How to build an effective Visit Segmentation from behavioural data
To do the job right, you need a process for finding and categorising visit types and a method of proving your work. This typically involves the categorisation of numerous web stream variables including types of content viewed, sequence and first click, search terms, milestones reached, time spent in navigation, time spent by area/topic, types of searching or transaction behaviour, topical interest and more, followed by a cluster analysis to identify true visit segments. In some cases, filter-based rules can be constructed using traditional Web analytics tools that capture straightforward visit patterns.
In general, the incorporation of online survey data can be used to both refine and prove the efficacy of the visit segmentation. By matching your behavioural segments to self-identifications, you can establish the degree to which your analysis captures “real” intent.
Behavioural cues are not always accurate, but fortunately in this segmentation, there’s no necessity to be right all the time.
Extending the Model
One of the most profound aspects of this model is its extensibility. The Two-Tiered Segmentation was originally designed to model Web behaviour. It turns out to be equally applicable to a wide range of digital and even offline activities. By casting your customer contacts into the model of “Intent” and “Success”, you can effectively unify data from sources as disparate as ATMs, Call Centre, Mobile Applications and the Web. When you’ve done this, you have a truly refined view of that most elusive of marketing concepts – the 360 degree customer view.
Summary and Conclusion
Digital data has placed unprecedented demands on both marketing analysts and database professionals. Huge data volumes, complex data, multiple channels with distinct data and a fundamental change in most channels from simple event-based data to streams of data, are challenging for most analysts and tools to manage. It all adds up to a huge new set of data analysis challenges.

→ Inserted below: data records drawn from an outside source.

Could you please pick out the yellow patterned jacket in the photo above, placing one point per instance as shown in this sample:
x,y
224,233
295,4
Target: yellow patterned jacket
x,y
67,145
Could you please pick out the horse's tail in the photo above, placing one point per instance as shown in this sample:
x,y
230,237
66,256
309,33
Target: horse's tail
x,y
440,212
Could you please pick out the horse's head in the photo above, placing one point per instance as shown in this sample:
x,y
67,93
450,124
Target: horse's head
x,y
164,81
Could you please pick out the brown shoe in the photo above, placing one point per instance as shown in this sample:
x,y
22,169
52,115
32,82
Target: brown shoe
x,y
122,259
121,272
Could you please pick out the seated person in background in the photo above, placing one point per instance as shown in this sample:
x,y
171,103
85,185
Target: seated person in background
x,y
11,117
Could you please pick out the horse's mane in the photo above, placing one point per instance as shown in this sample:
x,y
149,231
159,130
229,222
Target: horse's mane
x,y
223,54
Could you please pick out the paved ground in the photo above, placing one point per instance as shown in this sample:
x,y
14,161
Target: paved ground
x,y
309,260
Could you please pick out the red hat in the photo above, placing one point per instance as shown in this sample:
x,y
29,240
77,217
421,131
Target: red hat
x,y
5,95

What’s required is a way to model the data from all these disparate and complex sources in a way that makes sense of it. Like most real solutions, segmentation is hard work. However, compared to the cost of storing, processing and integrating the vast amounts of customer journey data now finding its way into the warehouse, it’s truly a small investment. It’s a methodology that can make the difference between success and failure in the single most important investment in the world of Marketing IT.